Cogieron un listón, cada uno por un extremo, y lo deslizaron a través de las anillas. El larguero de madera revestida de oro no ofreció ninguna resistencia. Lo depositaron en el suelo con suma delicadeza y después repitieron con su hermano gemelo la misma operación.

—¿Tú crees que podremos con ella? —expresó Marie preocupada, reparando en la maciza apariencia del cofre.

—Creo que sí —aseguró el inglés—, no está hecha de oro puro, solo es madera de acacia recubierta de una delgada plancha de metal. En la Biblia siempre era transportada por dos personas, máximo cuatro, durante largas distancias.

—Pero sin las barras nos será muy incómodo moverla —insistió la arqueóloga—, quizá deberíamos llamar a Osama.

—La agarraremos de las anillas y pararemos cada 10 metros para descansar, no tenemos ninguna prisa —solventó John—. No creo que Osama quiera bajar aquí, esta mañana estaba bastante remiso a ello.

—¿Estás seguro? —preguntó Marie con extrañeza.

—No, no estoy seguro, pero creo que lo de la máscara rota era una burda excusa, y tampoco me preguntes por qué no ha querido ayudarnos.

—La verdad es que Osama lleva un par de días bastante intolerante y rígido, tal vez se ha enfadado con nosotros por lo que le ha pasado a su compatriota Alí.

—Ya, o tal vez el lobo se ha despojado de su piel de cordero al ver tan cerca su presa —aseveró John echando un vistazo reflejo al Arca.
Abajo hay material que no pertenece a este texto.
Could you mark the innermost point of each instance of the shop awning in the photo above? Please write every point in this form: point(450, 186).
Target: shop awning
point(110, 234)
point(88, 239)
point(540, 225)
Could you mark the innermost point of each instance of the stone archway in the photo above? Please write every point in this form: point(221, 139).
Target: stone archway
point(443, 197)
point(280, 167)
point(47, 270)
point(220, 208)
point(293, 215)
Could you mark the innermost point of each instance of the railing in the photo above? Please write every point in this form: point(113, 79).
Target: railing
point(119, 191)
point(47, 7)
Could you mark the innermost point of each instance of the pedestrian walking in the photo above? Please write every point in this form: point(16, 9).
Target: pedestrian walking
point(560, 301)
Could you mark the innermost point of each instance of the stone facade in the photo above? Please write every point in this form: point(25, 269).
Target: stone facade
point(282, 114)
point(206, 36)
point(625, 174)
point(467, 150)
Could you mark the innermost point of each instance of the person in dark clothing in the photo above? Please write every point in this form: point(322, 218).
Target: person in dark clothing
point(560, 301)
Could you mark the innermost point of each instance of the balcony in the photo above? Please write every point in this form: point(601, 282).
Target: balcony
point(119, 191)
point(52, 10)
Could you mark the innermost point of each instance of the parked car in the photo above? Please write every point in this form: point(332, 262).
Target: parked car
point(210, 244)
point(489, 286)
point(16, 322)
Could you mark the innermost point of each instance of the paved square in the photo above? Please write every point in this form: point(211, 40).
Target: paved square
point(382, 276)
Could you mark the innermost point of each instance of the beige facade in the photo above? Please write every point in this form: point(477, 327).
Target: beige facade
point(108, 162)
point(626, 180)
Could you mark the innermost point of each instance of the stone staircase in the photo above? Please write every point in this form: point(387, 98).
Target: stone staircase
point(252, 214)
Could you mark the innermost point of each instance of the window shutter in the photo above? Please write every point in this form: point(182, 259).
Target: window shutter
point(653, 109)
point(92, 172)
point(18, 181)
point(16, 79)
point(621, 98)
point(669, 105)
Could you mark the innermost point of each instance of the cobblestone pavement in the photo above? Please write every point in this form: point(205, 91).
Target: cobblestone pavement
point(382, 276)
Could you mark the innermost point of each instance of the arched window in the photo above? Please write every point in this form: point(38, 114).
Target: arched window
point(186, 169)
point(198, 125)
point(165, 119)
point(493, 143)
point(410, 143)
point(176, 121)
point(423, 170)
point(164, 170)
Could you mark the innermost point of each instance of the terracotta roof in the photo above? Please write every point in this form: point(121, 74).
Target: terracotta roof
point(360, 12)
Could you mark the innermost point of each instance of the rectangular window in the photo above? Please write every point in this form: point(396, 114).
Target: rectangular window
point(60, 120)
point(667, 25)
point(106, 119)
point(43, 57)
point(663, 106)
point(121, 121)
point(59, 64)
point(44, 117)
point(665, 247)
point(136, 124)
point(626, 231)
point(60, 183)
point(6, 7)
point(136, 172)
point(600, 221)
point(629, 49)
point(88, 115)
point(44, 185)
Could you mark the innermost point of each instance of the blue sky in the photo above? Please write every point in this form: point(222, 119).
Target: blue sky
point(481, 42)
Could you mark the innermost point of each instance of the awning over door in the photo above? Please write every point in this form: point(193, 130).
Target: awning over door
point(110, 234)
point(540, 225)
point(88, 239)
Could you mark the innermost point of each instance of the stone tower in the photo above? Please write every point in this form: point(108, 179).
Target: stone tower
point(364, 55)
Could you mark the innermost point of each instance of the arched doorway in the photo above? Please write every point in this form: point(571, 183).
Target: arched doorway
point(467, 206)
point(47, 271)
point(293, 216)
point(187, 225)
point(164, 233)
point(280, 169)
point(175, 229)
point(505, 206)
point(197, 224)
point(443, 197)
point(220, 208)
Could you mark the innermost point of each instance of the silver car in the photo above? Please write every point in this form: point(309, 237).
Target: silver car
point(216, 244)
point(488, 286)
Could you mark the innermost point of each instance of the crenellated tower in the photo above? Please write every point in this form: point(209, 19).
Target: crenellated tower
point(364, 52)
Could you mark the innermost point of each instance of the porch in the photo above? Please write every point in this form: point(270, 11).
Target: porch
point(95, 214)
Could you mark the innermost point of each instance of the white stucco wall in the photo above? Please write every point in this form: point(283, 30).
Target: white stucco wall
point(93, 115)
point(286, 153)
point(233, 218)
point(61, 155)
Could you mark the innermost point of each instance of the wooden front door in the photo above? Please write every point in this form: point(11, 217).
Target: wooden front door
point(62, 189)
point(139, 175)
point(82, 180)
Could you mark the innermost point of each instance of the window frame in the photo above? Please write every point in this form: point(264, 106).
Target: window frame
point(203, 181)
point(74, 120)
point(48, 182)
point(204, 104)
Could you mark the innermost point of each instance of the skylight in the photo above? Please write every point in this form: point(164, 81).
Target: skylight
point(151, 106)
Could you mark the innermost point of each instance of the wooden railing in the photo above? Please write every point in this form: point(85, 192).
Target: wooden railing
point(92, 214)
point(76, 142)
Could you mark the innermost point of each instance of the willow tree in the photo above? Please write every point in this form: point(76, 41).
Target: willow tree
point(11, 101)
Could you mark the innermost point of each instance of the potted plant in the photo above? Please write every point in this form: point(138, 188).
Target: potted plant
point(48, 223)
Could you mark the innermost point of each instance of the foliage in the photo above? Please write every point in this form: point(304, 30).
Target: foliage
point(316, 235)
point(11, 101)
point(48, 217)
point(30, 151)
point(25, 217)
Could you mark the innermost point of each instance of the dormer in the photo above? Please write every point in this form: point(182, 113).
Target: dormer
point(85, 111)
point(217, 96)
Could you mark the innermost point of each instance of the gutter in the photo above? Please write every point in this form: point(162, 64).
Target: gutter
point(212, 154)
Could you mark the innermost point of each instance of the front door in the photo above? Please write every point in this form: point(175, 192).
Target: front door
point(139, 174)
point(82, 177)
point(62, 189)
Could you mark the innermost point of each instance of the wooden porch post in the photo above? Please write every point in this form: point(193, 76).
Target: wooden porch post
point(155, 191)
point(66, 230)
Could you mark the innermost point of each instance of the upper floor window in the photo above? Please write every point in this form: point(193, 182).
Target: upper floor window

El detective dedicó unos minutos a asegurarse de que ningún nuevo mecanismo oculto se dispararía en cuanto alzasen el Arca del altar. No veía nada extraño.

—Marie —avisó—, voy a levantarla de un lado para calcular su peso, si pasa algo ponte la careta inmediatamente.

John agarró dos de las anillas con ambas manos y levantó ligera y cuidadosamente el Arca hasta inclinarla ostensiblemente. No paso nada. Después repitió la misma acción con las otras dos argollas.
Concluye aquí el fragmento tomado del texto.